Hello from Kinnick Stadium. I went down to the south end zone and caught a 13-inch smallmouth bass. I used a crayfish crankbait.
But seriously, folks, the south end zone is as good as however many inches of rain will allow it to be.
The Kinnick ground crew worked late into Friday evening and arrived to standing water in the south end zone at around 4 a.m. Saturday.
Maxwell Construction, of Iowa City, brought in pumps and got most of the water out. When the University of Iowa spent $90 million on the Kinnick renovation, the UI overlooked the drainage, specifically on the south side.

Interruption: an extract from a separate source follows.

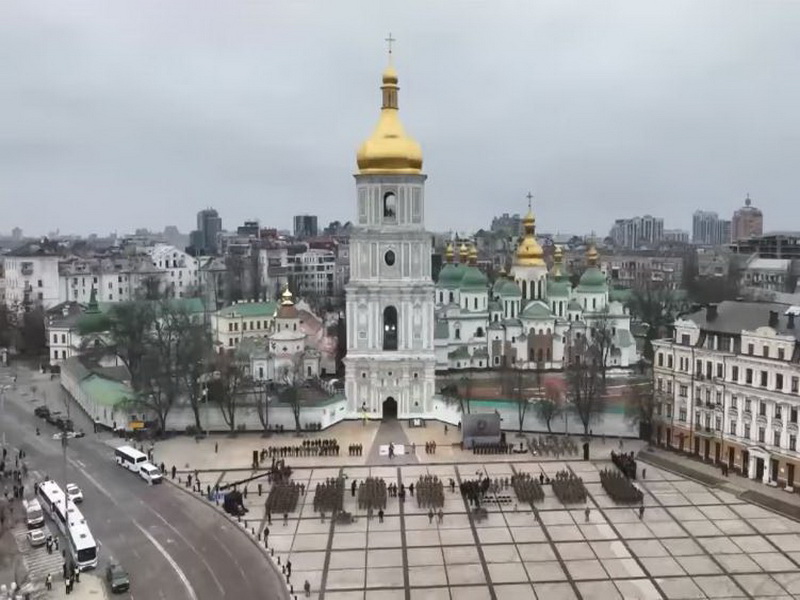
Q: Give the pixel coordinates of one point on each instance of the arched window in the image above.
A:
(390, 328)
(389, 206)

The same underground pump systems are trying to pump out way more water than it used to. The south end zone bleachers kick water back toward the field. The pressbox and west bleachers also factor in. The drains on the field are about the size you’d see in your shower. They are easily overrun, and so you have standing water in the south end zone.
On the Friday before the Maine game, water was ankle-deep in the south EZ. At about 8 a.m. Saturday, Kinnick grounds crew squeegee’d feverishly from the hashmarkto the sideline. After the squeegee squad matted down the grass, a couple leaf blowers were used to fluff it back up.
The Kinnick field is sand based, sort of like a golf green. After every game, the crew spends the rest of Saturday basically filling divots. The sand also attacks the drainage.
Walking around the sidelines a little bit, there is still some standing water. Not enough for you to see, but it’s there. The field seems to be OK, but the real test probably won’t come until the third quarter, when the field has been stressed and when it will be trucked over pretty hard again.
You have to wonder about how the field will hold up in future games. There are four more games at Kinnick this season.